First of all, while the rhetoric here suggests that the college is not currently measuring up to some standard of academic excellence, he does not establish the ways in which we're failing to meet that standard. Are we falling behind our competitors? Are we not reaching internal metrics of academic performance? In other words, how do we know, from a qualitative or quantitative perspective, that we're not doing well enough? The call to action doesn't make sense unless we're currently coming up short, and he fails to show how that's the case.

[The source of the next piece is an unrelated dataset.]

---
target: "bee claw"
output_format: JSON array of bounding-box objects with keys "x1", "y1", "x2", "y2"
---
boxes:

Secondly, none of these ideas are anywhere close to concrete goals. He doesn't provide us with a picture of what would it would really look like if the college were to achieve academic excellence and innovation. How would we know if the faculty is able to "think about big, bold ideas" or for students to "embrace intellectual risk" (if, again, we take him at his word that these qualities are currently lacking on campus)? It seems that he's merely dropping a bunch of buzzwords rather than articulating a vision for the institution, a map of how to get there, or how to know that we've arrived at the promised land.
Perhaps this communication is not the place for discussing more measurable shortcomings and goals for the college. Nevertheless, the lack of these aspects does not increase my confidence in his leadership or in the substance of these new initiatives.
Addendum: Another alum has a (tongue-in-cheek?) thought:
Re: Phil's letter... let's cut him some slack; it has been a very long, very cold winter.